It was the only bakkie range to not offer an engine bigger than 2,0 litres, and is now the only one that offers a 3,0-litre V6 … The Volkswagen Amarok has been to the gym, writes GAVIN MYERS
OK, before anything else, here are the raw figures: one variable-geometry turbocharger, three litres, six cylinders, eight forward gears, 24 valves, 165 kW power and 550 Nm torque. Oh, and ten seconds of overboost … during which time those figures jump to 180 kW and 580 Nm.
No doubt the new Amarok V6 now has some serious firepower. Hopefully it will dispel any (unfounded) market fears that this bakkie can’t handle a tough job…
Would you believe, though, that despite all the misperceptions over the years, more than 29 000 Amaroks (single and double cab) have found homes in South Africa since 2010?
Buyers now have even more choice (despite the global discontinuation of the single cab), with five new models added to the range. Volkswagen South Africa (VWSA) expects to move more than 150 V6 units a month.
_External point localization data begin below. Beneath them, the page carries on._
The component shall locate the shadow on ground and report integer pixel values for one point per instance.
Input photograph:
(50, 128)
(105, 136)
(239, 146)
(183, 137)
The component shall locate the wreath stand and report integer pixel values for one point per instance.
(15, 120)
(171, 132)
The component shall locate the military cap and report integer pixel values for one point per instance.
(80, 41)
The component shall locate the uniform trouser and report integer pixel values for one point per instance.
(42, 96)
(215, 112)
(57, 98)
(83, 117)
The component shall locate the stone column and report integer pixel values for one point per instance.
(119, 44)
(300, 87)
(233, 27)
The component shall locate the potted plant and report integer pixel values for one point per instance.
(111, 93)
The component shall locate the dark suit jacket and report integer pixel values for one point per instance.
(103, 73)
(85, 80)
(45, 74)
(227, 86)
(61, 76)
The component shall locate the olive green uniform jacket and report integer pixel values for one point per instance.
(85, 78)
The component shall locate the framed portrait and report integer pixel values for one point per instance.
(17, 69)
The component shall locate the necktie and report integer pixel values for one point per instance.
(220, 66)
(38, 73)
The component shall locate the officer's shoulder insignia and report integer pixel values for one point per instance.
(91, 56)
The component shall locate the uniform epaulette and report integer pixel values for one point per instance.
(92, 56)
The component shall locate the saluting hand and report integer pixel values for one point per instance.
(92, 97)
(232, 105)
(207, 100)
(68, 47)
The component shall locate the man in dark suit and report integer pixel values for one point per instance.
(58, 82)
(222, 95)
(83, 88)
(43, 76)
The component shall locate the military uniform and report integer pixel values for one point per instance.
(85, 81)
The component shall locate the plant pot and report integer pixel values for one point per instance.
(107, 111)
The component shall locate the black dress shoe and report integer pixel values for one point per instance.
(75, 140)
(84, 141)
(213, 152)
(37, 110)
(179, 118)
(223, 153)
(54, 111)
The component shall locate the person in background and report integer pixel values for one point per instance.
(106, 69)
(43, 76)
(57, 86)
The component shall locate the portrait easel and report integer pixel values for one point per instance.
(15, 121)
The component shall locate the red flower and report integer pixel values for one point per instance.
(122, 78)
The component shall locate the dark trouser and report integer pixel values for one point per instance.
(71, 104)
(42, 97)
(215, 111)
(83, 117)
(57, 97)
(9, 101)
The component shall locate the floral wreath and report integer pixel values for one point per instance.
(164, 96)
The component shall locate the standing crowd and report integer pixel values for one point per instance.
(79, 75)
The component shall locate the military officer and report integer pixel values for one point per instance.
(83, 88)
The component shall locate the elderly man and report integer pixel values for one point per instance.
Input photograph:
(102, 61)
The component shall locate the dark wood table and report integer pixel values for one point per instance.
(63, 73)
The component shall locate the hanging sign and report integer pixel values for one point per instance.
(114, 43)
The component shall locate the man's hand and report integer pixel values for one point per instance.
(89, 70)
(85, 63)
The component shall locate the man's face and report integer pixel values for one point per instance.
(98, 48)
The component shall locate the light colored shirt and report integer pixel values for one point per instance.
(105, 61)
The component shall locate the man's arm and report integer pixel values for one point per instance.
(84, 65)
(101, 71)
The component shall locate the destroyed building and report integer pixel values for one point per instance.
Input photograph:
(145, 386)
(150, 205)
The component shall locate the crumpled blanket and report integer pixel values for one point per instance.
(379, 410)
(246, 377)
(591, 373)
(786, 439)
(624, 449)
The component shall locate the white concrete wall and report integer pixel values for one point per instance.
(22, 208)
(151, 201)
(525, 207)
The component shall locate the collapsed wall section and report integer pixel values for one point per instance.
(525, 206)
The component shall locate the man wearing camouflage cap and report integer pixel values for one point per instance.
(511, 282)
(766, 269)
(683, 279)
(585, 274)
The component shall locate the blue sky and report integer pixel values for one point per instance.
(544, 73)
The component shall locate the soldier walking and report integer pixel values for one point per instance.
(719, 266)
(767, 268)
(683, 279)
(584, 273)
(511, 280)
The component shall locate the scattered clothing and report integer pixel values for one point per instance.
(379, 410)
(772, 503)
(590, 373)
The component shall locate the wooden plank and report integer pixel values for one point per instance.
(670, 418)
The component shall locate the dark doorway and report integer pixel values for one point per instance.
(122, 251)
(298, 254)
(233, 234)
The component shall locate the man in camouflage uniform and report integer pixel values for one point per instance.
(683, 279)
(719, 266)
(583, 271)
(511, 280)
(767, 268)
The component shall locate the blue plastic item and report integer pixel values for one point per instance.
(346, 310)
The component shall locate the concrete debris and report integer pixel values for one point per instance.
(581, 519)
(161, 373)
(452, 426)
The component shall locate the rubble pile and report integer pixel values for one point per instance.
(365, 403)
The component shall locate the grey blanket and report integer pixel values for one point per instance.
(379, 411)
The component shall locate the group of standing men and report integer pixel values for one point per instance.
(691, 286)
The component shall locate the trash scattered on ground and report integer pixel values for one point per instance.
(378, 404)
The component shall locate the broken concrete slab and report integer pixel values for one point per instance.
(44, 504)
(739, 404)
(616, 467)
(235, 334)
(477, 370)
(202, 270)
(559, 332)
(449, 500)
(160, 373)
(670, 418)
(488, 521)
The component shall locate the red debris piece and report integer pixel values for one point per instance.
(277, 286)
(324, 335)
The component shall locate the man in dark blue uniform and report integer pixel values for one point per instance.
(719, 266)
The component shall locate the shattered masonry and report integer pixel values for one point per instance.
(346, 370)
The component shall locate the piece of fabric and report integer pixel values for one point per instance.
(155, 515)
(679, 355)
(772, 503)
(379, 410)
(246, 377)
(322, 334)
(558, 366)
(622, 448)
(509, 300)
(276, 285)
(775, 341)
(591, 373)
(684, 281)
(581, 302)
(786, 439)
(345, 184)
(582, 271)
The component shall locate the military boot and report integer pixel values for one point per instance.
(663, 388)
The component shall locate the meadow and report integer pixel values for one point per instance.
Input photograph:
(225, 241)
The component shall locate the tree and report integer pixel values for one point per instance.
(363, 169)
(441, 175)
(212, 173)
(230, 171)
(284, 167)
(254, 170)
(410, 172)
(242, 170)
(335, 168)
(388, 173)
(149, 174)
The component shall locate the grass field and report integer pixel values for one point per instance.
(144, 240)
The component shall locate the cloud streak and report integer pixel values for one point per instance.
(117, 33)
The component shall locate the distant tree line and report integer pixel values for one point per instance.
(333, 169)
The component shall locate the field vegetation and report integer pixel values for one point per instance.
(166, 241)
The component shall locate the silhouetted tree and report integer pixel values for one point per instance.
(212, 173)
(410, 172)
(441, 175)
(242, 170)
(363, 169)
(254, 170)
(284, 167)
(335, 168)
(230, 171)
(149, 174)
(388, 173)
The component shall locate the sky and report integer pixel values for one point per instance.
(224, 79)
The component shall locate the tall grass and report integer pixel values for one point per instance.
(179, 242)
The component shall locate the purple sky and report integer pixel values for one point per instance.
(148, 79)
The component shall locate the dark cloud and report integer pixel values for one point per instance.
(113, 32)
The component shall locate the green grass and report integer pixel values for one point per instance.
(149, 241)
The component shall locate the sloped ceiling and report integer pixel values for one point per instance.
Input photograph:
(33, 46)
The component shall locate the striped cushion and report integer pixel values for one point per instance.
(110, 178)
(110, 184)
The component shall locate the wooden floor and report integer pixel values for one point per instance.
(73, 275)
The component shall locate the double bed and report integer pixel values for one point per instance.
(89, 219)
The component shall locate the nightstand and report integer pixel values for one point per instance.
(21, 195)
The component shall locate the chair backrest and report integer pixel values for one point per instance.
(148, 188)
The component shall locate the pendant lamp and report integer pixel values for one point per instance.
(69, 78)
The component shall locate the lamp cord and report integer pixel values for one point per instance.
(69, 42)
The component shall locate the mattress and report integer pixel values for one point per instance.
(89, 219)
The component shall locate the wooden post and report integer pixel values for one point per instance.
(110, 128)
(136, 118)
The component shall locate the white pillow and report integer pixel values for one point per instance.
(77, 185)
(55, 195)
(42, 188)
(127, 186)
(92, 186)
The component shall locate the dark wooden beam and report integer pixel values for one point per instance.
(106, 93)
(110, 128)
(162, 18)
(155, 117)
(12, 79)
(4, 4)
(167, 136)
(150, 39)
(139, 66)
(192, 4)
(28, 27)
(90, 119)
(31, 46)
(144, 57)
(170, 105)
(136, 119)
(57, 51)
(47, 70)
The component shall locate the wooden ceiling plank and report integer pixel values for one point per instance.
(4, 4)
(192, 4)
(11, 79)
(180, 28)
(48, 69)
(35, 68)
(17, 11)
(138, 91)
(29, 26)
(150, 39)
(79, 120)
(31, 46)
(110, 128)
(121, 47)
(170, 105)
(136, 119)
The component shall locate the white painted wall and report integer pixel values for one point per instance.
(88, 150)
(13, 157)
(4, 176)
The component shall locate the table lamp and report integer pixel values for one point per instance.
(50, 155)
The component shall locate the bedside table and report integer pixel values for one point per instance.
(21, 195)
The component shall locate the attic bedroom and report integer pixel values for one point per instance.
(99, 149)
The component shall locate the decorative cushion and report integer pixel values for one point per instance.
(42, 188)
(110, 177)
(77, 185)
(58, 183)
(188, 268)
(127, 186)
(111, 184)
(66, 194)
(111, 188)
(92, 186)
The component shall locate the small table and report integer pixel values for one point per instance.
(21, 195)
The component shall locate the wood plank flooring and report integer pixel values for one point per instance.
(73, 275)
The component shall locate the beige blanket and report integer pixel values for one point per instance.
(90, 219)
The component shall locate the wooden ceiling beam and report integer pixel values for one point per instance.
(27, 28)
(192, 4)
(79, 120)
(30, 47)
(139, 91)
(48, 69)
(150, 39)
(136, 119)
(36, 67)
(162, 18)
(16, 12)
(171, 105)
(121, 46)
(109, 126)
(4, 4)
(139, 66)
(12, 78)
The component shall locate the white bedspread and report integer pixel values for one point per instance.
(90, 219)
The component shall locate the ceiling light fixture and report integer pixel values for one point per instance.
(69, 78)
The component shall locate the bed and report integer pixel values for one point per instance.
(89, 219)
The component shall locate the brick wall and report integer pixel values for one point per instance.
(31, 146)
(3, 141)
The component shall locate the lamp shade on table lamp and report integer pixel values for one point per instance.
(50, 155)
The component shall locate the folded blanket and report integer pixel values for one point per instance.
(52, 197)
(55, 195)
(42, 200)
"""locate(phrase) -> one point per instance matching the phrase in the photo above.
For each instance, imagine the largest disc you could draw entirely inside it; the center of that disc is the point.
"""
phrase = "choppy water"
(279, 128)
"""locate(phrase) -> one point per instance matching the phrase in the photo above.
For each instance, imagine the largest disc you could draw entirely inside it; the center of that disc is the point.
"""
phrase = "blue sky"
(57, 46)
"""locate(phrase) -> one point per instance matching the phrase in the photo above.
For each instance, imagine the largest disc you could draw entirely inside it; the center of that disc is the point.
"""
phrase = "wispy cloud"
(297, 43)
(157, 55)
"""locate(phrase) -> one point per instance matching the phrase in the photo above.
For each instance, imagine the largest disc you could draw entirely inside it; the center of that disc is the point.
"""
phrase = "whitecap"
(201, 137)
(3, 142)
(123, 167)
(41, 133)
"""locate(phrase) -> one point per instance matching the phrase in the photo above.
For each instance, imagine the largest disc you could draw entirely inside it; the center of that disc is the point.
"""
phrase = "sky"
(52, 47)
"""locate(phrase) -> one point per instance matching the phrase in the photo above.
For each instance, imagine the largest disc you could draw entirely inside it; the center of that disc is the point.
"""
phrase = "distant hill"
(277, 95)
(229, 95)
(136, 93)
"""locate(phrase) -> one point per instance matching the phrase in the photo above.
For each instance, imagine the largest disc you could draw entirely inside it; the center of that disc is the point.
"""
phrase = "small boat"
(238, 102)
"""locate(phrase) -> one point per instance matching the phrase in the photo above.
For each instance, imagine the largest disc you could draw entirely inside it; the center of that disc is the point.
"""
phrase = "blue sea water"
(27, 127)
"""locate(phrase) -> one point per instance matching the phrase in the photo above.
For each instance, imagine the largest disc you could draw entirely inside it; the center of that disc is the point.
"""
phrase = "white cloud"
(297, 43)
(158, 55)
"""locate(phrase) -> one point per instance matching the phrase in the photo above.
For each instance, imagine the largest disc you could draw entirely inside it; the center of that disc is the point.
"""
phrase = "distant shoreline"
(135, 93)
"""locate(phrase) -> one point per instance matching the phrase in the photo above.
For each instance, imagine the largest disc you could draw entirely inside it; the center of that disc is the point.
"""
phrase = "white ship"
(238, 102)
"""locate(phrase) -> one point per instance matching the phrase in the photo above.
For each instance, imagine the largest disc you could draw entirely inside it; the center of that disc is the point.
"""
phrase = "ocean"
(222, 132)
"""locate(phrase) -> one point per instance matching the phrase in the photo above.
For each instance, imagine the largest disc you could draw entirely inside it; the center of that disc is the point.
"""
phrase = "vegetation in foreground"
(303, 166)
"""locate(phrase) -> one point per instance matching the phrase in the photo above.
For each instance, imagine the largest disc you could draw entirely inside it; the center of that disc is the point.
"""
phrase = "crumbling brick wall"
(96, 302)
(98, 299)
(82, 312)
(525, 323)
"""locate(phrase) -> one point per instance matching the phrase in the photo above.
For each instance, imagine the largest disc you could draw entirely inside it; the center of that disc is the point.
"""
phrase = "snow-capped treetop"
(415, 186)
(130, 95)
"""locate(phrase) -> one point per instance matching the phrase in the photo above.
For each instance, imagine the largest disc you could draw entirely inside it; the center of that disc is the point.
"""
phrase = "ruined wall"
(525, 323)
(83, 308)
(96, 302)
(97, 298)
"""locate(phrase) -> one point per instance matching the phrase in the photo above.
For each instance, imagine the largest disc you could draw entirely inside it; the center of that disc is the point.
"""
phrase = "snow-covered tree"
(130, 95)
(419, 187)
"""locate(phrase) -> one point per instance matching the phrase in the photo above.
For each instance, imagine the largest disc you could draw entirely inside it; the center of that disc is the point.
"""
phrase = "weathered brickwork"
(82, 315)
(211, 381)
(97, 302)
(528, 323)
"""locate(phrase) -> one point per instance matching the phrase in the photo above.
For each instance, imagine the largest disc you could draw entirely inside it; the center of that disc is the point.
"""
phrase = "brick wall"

So what about this V6, then? It is an evolution of the 90° V6 VW Group engine used in Audi and Porsche products since 2014. For use in the Amarok, it’s been adapted by way of a newly developed VGT turbocharger to give the engine smooth responsiveness under all load conditions and across the whole engine speed range.
It’s also had frictional losses reduced by ten percent – thanks to a special cylinder-bore honing process and a newly developed package of piston rings with less downforce – which aids efficiency. It also features an optimised cooling system with two separate circuits and thinner walls for a shorter warm-up phase, which, in turn, saves fuel.
The result is a spread of power between 3 000 and 4 500 r/min and the arrival of peak torque from an early 1 400 r/min. VW claims the Amarok V6 will hit 100 km/h in just eight seconds and consume fuel at an average rate of 9,0 l/100 km – both impressive figures for a double-cab bakkie. There’s no doubt it’s got the muscle and it sounds full of brawny but buttery-smooth goodness, too.
There so much muscle, in fact, that it has a towing capacity of 3,3 t and a payload of up to 1 010 kg (when fitted with the heavy-duty rear leaf springs). Oh, and it’ll smoothly pull off on a 35° incline at the same time!
All V6 models are fitted exclusively with the quick-shifting, eight-speed automatic gearbox and 4Motion permanent all-wheel drive. On the road the V6’s surge of power and torque is immediately noticeable when compared to the smaller-engined 2,0-litre TDI and BiTDI variants (which we were able to reacquaint ourselves with on launch and which, in isolation, have never felt underendowed…). The driving experience is effortless and comfortable.
That stands when off-road, too, where a simple shift into the “special” gear-selection programme and activation of off-road mode allows the Amarok to tackle most rocky paths with aplomb. The rear differential can also be locked, while an electronic diff lock (EDL) is applied automatically to balance traction.
EDL is one of many electronic driver-assistance systems fitted to the Amarok. The latest models now also feature a post-collision braking system as part of the electronic stability control. This system automatically applies the vehicle’s brakes after a collision to avoid follow-on collisions, or to reduce their severity.
What else is new? Well, in addition to the subtle sharpening up of the exterior (contained mainly in the front bumper, grille and headlights) it is the interior that benefits the most.
A completely redesigned dashboard, that does away with the old circle accents, lifts the Amarok’s interior ambiance up a few notches to the point where it looks as though it’s been lifted from one of the marque’s more luxurious SUVs – only in looks, though; because it feels decidedly plastic and hollow.
Nonetheless, some welcome spec upgrades are included in the revised model range (comprising Comfortline, Highline, Highline Plus and Extreme levels of spec). These include items such as a 6,3-inch, touch-screen infotainment system (including navigation on upper-spec models), bi-xenon headlights, reversing camera and seat heating.
What does one pay for all this extra muscle? Well, a top-spec Amarok V6 Extreme will set you back R748 600 … while the cheapest V6, in Highline spec, will cost R665 700. The revised model range starts at R487 700, though, for the 2.0 TDI 4×2 manual Comfortline.
The Amarok range is backed up by a three-year/100 000 km manufacturer warranty, five-year/90 000 km Automotion service plan and six-year anti-corrosion warranty.
Is it worth the outlay for the V6? Well, in day-to-day driving the 2.0 BiTDI is on par with its rivals and perfectly adequate, yet it cannot match the smoothness and punch of the V6 (and is only marginally more fuel efficient). In fact, there is no other bakkie in this class that has an engine to match it.